The dataset used for this project comes from the USDA Research Data Archive. It contains information about 1.88 million wildfires that occurred in the United States from 1992 to 2018. It is a conglomeration of data from several different fire organizations at federal, state, and local levels. This dataset contains specifics about the location, size, date, causes, and other information for every wildfire in the United States. I also incoporated a dataset including the land area of counties in the US.

Specifically, this project focused on the variables involving the location, duration, size, and number of wildfires for each county.

Data Citation: Short, Karen C. 2021. Spatial wildfire occurrence data for the United States, 1992-2018 [FPA_FOD_20210617]. 5th Edition. Fort Collins, CO: Forest Service Research Data Archive. https://doi.org/10.2737/RDS-2013-0009.5

The Visualization

Click here to see the interactive map if you are on a computer

The map does not work for mobile devices. A screenshot of the map is included below.

The Process

To start this project, I had to do some data exploration and subject area research to decide how to create a score for fire risk. After some research, I learned that the risk of a severe wildfire for a given area is based on the average duration a wildfire burns, the average size of wildfires, and the average number of wildfires each year.

This dataset was already very clean, and was not missing any values in the columns that I used. The main cleaning I had to involved the names of certain counties. Some counties did not have the word “county” at the end, and so my map was interpreting these counties as two separate counties. I was able to fix this using the FIPS codes for counties.

I had to create calculated variables for each of these: average burn duration, average fire size, average number of wildfires per year. Average burn duration and fire size were simply averages of variables already included in the dataset. The average number of wildfires was a bit more complicated to calculate, as I had to incorporate the land area of the county into this calculation. This is why I incorporated a dataset involving FIPS codes by county and the associated land area.

For each of the calculated variables, I assigned a score from 0-5 based on the distribution of the data. I then averaged these 3 scores to get my final fire risk score for each county.

Once the calculated variables were finished, it was fairly simple to create the map. I decided to use circles for each county and colors for the main cause of wildfires for that county. I decided for the cause of wildfires that I wanted to show the most common causes country-wide as well. So instead of the default legend, I created a bar chart using the same color scheme as the map. This way the bar chart acts as both the legend and a way to add more information to the visualization.

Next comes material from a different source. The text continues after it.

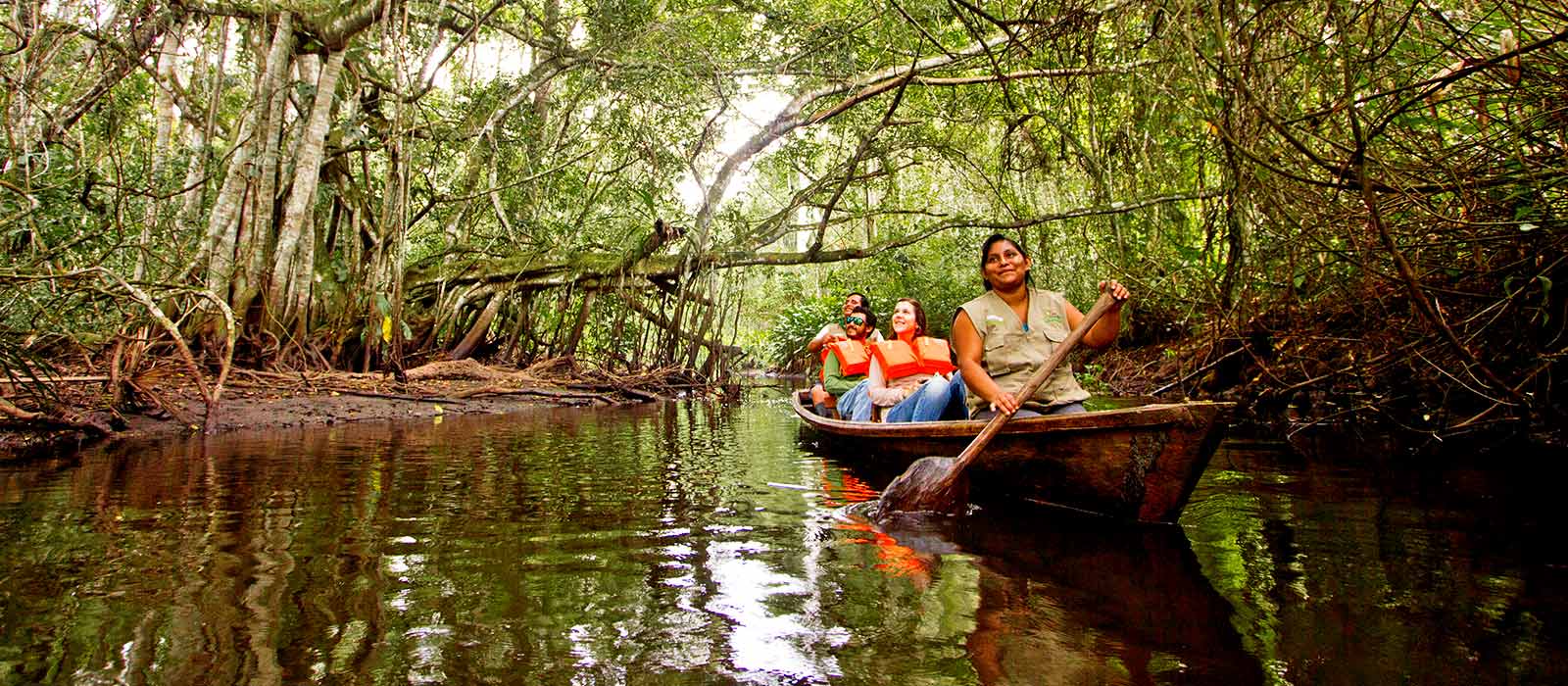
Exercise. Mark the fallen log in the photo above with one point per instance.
(90, 424)
(537, 392)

I edited the tooltips to include the county and state name, fire risk score, and main cause of wildfires. I added filters by state and by fire risk score, to make it easier for users to find their own area or see where in the US is at most risk for severe wildfires.

After some minor cosmetic alterations, the map was complete. Future alterations will hopefully include fixing the legend for circle size so that the circles are not cut off. This is a visualization I plan to continually update.